/Neural_ePDOs

Official code for "Neural ePDOs: Spatially Adaptive Equivariant Partial Differential Operator Based Networks"

Primary LanguagePython

Neural ePDOs: Spatially Adaptive Equivariant Partial Differential Operator Based Network

Abstract

Endowing deep learning models with symmetry priors can lead to a considerable performance improvement. As an interesting bridge between physics and deep learning, the equivariant partial differential operators (PDOs) have drawn much researchers' attention recently. However, to ensure the PDOs translation equivariance, previous works have to require coefficient matrices to be constant and spatially shared for their linearity, which could lead to the sub-optimal feature learning at each position. In this work, we propose a novel nonlinear PDOs scheme that is both spatially adaptive and translation equivariant.
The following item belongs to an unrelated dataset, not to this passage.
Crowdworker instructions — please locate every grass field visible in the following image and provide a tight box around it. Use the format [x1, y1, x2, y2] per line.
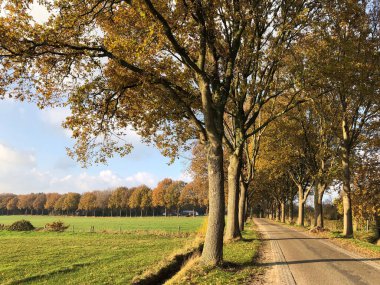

The coefficient matrices are obtained by local features through a generator rather than spatially shared. Besides, we establish a new theory on incorporating more equivariance like rotations for such PDOs. Based on our theoretical results, we efficiently implement the generator with an equivariant multilayer perceptron (EMLP). As such equivariant PDOs are generated by neural networks, we call them Neural ePDOs. In experiments, we show that our method can significantly improve previous works with smaller model size in various datasets. Especially, we achieve the state-of-the-art performance on the MNIST-rot dataset with only half parameters of the previous best model.

Requirement

python=3.8.13
tqdm
pytorch=1.10.2
torchvision=0.11.3
cuda=11.3.1
numpy=1.22.3
rbf 

(For installation of rbf, see RBF)

Experiment Settings

MNIST-rot

  • Model: Regular, Quotient
  • Training batch size: 64
  • Weight decay: 1e-4
  • Learning rate adjustment
    1. 2e-3 for epoch [0, 60)
    2. 2e-4 for epoch [60, 120)
    3. 1e-4 for epoch [120, 150)
    4. 5e-5 for epoch [150, 180)
    5. 2.5e-5 for epoch [180, 200]
  • Reduction: 1 (for regular model), 2 (for quotient model)
  • g ($g=\frac{z}{q}$, $z$:number of input fields, $q$:partition number): 4
  • dropout rate: 0.1
  • s (groups number, should be exactly divisible by g):4 for $C_{16}$ regular model, 1 for quotient and $D_{16|5}C_{16}$ model.

1. MNIST-rot

  • Neural ePDOs(Regular, FD)
CUDA_VISIBLE_DEVICES=0 python train_mnist.py   --model R  --dis fd --g 4 --s 4 --reduction 1
  • Neural ePDOs(Regular, Gauss)
CUDA_VISIBLE_DEVICES=0 python train_mnist.py  --model R  --dis gauss --g 4 --s 4 --reduction 1 
  • Neural ePDOs(Quotient, Gauss)
CUDA_VISIBLE_DEVICES=0 python train_mnist.py  --model Q  --dis gauss --g 4 --s 1 --reduction 2
  • Neural ePDOs(Regular $D_{16|5}C_{16}$ , Gauss)
 CUDA_VISIBLE_DEVICES=0 python train_mnist.py --model R --dis gauss --flip True --g 4 --s 1  --reduction 1 

Citations

@inproceedings{
he2023neural,
title={Neural e{PDO}s: Spatially Adaptive Equivariant Partial Differential Operator Based  Networks},
author={Lingshen He and Yuxuan Chen and Zhengyang Shen and Yibo Yang and Zhouchen Lin},
booktitle={The Eleventh International Conference on Learning Representations },
year={2023},
url={https://openreview.net/forum?id=D1Iqfm7WTkk}
}